Aslında, Türkiye Hazinesi şu an 2009'un ilk tahmin olan %47.3'ten
GSYİH'nın %49 civarına yükselmesini bekliyor, bu da paylaştığımız bir
görüş. İleriye baktığımızda GSYİH'ya göre borcun önceki tahmin %49'a
karşı %47'de istikrara girdiğini görmek şaşırtıcı olmayacak..
Bu da büyük oranda hükümetin mali politikayı uygulayıp 2011 ve 2012'de
cari fazla elde edeceği varsayımına dayanıyor.
Sonuç olarak son aylarda mali pozisyondaki iyileşme bizi
cesaretlendirdi ve hükümetin gelecek aylarda Mali Kural'a ilişkin
tasarıyı geçireceğine yönelik yapıcı görüşümüzü sürdürüyoruz.
Eğer mevcut politika tutumu sürdürülür ve hükümet mali hesaplardaki
bozulmayı genel seçimler öncesi minimize etmeyi başarırsa, borç
dinamiklerinin iyileşmesini ve Türkiye'nin notunun 2011'de daha fazla
yukarı yönlü revizyonlar görebileceğini bekliyoruz..
--------------------------------------------------------------------------------------------------------------------
Barclays: Türkiye 2010'da %5 civarı büyüyecektir
Barclays yayınladığı raporunda Türkiye'ye ilişkin GSYİH tahminine yer
verdi...
Ayrıntılar şöyle:
Güçlü ihracat ve tüketici kreidlerinde artışa bağlı olarak Türkiye'nin
4Ç GSYİH'nın yıllık bazda güçlü bir %4 ya da daha yukarıda bir artış
göstermesini bekliyoruz...
Bu, GSYİH büyümesinin pozitife döndüğü ilk çeyrek olacak.
Türkiye 2010'da %5 civarı büyüyecektir..
--------------------------------------------------------------------------------------------------------------------
Deutsche Bank: Türkiye için yabancı yatırımcı talebi yok
Deutsche Bank yayınladığı raporunda Türkiye'yi değerlendirdi...
Ayrıntılar şöyle:
Neden Türkiye için yabancı yatırımcı talebi yok? Son veriler
gösteriyor ki yerleşik olmayanlar 20.4 milyar dolar civarı lira cinsi
devet tahviline sahipler bu da 2009'un sonundan beri 100 milyon
dolarlık artışa işaret ediyor. Piyasa yüzdesi olarak %10'un
aşağısında, Ocak 2005'ten beri en düşük seviye; yerleşik olmayanlar
2007 ortalarında piyasanın %20'sine sahipti..
Türkiye'ye yönelik akışın olmaması yatırımcıların gösterge
görecelerine göre Türkiye için ağırlık azalttıklarını gösteriyor...

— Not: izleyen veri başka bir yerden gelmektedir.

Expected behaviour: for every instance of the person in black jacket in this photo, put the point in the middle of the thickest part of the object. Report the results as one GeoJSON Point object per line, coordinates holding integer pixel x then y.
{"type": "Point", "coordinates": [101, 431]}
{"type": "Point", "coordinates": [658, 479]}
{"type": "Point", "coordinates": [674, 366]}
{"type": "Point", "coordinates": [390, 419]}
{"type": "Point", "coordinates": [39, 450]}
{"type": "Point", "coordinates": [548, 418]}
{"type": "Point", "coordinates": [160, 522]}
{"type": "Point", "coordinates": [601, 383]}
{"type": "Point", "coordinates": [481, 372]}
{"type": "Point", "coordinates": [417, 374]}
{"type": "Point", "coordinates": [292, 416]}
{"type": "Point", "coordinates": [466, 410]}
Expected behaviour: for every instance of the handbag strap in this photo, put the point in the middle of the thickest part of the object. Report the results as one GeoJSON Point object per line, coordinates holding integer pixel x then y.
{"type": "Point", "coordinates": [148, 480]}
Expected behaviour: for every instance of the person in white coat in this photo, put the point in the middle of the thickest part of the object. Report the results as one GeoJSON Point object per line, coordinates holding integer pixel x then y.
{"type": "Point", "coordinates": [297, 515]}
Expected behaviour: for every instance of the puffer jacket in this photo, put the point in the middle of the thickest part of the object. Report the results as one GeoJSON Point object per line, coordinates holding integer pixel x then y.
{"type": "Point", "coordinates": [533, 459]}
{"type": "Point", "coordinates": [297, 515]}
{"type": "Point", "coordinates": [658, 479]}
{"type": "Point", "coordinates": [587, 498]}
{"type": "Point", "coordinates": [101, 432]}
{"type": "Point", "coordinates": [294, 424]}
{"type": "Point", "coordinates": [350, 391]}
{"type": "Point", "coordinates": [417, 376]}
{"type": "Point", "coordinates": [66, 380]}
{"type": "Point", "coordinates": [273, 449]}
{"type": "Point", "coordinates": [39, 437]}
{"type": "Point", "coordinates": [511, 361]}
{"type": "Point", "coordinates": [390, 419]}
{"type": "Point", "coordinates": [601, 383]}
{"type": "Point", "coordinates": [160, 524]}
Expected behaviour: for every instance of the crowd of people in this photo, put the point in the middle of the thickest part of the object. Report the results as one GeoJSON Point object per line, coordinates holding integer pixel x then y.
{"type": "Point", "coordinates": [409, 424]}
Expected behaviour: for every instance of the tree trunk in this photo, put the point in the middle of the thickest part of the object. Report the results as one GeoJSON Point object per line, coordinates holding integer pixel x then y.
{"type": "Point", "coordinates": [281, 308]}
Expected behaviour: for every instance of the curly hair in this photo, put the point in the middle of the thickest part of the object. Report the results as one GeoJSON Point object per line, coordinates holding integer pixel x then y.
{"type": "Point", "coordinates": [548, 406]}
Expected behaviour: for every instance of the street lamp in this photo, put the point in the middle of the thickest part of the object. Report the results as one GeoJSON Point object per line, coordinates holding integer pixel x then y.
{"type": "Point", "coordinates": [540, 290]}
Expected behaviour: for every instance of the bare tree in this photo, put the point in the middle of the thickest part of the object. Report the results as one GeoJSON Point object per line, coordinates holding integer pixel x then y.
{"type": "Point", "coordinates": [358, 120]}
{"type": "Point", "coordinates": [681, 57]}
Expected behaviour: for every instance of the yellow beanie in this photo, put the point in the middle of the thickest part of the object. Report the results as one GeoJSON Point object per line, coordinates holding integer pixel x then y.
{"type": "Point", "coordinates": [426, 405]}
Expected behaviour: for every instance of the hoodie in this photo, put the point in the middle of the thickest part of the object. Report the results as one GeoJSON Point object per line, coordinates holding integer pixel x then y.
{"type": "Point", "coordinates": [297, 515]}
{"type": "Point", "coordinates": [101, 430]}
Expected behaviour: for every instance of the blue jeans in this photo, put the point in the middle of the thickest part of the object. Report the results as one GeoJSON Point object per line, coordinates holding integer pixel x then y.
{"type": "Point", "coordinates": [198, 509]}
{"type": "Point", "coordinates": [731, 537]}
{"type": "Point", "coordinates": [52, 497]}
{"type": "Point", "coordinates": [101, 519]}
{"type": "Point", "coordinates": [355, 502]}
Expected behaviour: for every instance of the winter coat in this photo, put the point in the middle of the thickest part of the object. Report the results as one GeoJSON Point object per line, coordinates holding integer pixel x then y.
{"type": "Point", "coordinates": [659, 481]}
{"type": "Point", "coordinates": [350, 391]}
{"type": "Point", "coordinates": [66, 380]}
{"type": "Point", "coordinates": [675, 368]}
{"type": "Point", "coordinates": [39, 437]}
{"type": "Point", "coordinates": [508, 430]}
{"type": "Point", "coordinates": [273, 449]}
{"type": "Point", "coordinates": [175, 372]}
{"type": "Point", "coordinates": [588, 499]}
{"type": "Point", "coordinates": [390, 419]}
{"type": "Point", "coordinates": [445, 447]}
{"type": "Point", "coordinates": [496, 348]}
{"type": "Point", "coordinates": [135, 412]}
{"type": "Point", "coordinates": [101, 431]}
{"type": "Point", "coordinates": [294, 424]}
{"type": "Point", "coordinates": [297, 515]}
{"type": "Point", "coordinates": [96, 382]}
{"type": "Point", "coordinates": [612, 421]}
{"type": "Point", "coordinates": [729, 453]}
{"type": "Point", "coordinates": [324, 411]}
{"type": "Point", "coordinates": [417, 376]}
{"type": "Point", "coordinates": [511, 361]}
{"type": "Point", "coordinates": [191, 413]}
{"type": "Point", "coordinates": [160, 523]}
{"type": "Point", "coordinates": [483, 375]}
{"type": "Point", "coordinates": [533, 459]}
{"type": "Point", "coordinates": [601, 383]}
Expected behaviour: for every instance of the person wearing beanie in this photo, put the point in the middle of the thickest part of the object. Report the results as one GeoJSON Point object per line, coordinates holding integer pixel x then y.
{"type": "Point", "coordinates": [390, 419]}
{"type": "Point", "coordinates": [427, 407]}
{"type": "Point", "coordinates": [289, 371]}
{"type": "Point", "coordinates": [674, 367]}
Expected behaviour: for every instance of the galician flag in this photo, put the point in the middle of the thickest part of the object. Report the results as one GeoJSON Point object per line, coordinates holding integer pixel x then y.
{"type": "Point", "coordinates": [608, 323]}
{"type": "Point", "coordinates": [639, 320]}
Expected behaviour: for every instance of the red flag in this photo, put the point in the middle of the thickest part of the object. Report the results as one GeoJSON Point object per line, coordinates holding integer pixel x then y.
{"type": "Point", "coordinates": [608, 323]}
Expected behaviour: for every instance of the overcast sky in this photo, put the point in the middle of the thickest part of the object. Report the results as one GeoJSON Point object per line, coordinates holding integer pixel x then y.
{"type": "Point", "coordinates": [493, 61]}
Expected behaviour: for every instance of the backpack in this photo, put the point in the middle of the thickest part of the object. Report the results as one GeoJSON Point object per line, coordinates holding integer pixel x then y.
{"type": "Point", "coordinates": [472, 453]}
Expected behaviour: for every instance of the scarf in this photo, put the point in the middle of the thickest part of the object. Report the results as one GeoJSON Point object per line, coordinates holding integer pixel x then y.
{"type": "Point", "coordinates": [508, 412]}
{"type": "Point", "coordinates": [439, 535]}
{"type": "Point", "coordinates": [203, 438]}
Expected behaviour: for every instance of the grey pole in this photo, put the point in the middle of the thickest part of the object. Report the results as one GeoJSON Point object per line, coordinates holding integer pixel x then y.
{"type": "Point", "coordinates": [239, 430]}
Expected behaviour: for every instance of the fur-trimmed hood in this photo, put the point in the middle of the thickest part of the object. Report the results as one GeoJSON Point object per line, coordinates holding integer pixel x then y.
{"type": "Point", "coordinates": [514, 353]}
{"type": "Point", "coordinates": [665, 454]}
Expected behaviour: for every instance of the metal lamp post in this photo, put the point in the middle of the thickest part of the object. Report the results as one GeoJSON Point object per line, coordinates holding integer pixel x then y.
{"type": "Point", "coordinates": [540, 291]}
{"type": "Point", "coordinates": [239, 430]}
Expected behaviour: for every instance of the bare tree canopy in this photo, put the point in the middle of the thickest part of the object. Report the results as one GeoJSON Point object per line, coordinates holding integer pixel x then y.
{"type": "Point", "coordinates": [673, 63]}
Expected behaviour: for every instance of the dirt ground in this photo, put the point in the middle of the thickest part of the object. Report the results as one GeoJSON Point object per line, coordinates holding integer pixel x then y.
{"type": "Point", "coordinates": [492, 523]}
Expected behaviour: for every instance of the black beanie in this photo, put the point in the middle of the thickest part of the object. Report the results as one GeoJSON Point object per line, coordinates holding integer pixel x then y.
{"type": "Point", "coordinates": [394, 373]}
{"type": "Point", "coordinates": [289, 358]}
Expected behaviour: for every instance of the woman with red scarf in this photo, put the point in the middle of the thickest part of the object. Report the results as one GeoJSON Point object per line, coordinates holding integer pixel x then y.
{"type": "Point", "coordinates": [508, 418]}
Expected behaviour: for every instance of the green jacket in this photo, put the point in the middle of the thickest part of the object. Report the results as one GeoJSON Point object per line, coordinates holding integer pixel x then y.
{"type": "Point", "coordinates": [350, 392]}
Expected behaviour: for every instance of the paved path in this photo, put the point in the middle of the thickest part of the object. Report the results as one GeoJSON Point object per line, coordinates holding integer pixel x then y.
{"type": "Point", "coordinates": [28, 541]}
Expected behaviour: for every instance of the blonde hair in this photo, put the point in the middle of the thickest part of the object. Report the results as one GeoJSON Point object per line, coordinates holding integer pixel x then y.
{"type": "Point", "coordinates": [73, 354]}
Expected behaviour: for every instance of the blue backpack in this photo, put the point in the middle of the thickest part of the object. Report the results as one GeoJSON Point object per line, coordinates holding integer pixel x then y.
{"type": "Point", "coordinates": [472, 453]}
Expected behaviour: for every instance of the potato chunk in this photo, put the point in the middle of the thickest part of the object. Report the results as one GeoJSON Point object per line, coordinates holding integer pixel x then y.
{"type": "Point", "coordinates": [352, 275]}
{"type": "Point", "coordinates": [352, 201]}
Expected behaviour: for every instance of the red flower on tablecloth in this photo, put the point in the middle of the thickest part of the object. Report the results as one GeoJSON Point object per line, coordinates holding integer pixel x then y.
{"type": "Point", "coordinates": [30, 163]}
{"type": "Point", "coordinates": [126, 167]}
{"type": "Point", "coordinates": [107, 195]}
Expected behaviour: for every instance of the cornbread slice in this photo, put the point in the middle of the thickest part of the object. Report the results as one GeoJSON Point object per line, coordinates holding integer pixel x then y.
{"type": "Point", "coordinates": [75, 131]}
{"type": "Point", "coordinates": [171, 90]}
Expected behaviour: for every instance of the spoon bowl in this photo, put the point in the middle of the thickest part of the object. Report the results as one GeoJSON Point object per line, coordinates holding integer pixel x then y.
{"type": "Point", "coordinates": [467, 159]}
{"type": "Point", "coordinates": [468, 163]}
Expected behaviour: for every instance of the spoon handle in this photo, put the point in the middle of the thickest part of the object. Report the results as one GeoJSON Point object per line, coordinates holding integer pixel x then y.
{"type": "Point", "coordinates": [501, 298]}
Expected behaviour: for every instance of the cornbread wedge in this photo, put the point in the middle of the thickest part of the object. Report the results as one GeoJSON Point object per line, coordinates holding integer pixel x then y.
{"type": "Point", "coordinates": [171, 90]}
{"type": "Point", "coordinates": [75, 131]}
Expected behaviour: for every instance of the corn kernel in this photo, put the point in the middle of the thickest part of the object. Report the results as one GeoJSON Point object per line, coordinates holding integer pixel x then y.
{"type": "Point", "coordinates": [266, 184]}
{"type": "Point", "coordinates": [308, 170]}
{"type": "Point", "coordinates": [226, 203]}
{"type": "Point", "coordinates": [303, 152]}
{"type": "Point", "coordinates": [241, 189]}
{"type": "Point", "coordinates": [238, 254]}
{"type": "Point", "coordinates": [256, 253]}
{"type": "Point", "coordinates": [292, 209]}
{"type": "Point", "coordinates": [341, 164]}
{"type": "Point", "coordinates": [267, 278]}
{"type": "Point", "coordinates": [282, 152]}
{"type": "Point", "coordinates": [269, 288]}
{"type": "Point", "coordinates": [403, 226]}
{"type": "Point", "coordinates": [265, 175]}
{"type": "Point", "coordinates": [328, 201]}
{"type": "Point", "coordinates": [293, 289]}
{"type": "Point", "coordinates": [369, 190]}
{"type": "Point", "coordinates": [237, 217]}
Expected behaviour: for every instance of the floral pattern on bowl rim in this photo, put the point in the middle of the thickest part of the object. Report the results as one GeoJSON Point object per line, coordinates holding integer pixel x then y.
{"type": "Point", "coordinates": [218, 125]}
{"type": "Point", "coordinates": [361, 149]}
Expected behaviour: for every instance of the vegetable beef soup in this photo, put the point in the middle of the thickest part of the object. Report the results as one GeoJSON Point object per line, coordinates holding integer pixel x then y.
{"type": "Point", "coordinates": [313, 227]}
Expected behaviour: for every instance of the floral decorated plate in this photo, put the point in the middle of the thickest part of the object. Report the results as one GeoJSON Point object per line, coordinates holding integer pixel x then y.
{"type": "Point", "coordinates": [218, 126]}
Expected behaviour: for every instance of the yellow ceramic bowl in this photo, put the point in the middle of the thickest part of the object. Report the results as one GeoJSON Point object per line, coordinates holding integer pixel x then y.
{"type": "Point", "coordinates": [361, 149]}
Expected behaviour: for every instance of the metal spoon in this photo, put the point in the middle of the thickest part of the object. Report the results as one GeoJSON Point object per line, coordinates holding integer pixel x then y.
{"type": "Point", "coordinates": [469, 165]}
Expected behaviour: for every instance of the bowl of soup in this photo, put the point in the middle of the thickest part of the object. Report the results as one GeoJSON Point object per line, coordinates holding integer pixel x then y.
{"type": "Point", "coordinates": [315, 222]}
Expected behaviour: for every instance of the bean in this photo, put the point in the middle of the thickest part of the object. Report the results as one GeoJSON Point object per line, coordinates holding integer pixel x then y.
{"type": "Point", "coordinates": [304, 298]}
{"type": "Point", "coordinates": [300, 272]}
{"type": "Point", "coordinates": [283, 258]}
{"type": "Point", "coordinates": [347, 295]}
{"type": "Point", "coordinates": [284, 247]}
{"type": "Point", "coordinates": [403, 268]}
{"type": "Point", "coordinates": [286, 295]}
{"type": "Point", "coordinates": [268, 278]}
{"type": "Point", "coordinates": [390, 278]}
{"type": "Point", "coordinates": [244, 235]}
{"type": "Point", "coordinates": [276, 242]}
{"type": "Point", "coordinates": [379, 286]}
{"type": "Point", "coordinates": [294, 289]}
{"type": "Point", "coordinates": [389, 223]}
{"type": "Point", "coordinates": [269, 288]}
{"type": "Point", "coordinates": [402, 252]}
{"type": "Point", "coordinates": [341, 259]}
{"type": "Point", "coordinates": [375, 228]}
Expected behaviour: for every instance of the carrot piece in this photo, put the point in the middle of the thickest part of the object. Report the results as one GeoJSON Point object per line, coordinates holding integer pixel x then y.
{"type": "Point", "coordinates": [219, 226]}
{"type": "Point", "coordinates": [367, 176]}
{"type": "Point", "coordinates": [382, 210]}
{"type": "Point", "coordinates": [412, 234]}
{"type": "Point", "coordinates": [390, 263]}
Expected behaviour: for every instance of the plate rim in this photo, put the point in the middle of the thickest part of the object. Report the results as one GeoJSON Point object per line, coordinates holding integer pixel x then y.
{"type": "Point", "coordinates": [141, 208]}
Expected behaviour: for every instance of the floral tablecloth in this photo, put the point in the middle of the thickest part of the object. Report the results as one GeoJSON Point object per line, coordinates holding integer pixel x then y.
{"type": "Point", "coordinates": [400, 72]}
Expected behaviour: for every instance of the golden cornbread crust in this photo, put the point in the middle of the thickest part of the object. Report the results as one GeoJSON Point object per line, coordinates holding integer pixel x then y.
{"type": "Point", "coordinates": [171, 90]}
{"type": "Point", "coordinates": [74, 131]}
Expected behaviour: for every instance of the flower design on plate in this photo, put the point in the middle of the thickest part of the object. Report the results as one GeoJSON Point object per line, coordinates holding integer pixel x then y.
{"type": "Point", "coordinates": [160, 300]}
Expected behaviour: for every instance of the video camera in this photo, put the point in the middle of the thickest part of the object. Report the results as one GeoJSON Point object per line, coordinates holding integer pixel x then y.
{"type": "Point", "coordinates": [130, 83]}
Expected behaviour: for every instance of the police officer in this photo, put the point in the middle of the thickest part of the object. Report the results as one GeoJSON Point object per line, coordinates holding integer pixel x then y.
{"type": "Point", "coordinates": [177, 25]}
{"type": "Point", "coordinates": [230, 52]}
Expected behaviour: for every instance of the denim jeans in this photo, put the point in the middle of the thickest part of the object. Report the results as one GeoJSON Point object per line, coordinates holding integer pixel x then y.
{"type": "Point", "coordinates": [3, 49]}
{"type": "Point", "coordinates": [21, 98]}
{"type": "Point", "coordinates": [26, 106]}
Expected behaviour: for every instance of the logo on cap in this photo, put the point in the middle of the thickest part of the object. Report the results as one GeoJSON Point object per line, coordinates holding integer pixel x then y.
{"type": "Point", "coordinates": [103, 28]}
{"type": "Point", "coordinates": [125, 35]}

Açıkça yüksek enflasyon ve bazı siyasi belirsizlikler formunda kendini
gösteren kötü haber akışı bunda etken olabilir. Fakat Büyümenin
güçlenmesi, liranın ucuz görünmesi gibi olumlularda mevcut. Dahası
TCMB'nin uzun bir süre daha faizleri artırması mümkün görünmüyor.
Türkiye likit gelişmekte olan piyasalar yerel pazarları arasında en
yüksek getiriye sahip bu yüzden de neden yatırımcıların ilgisinin bu
denli az olduğu bilmecesini çözmekte zorlanıyoruz. Tahminimiz
yatırımcıların getirileri 2005-2008 seviyeleri ortalamalarının yarısı
civarında olan Türkiye'yi almaya isteksiz olması...
Bu durum değişecek mi? Yakın bir zamanda birşeylerin değişip
değişmeyeceği konusunda emin değiliz. 1.48 hedefiyle kısa dolar/TL
tavsiyemizi sürdürüyoruz..
Yatırımcılar belki yerel hazine bonosu almaya istekli olabilir.
Türkiye'de en likit enstrüman Kasım 11 Hazine bonosu. Bu işleme
yönelik siyasi risk gerilimde daha fazla artış var...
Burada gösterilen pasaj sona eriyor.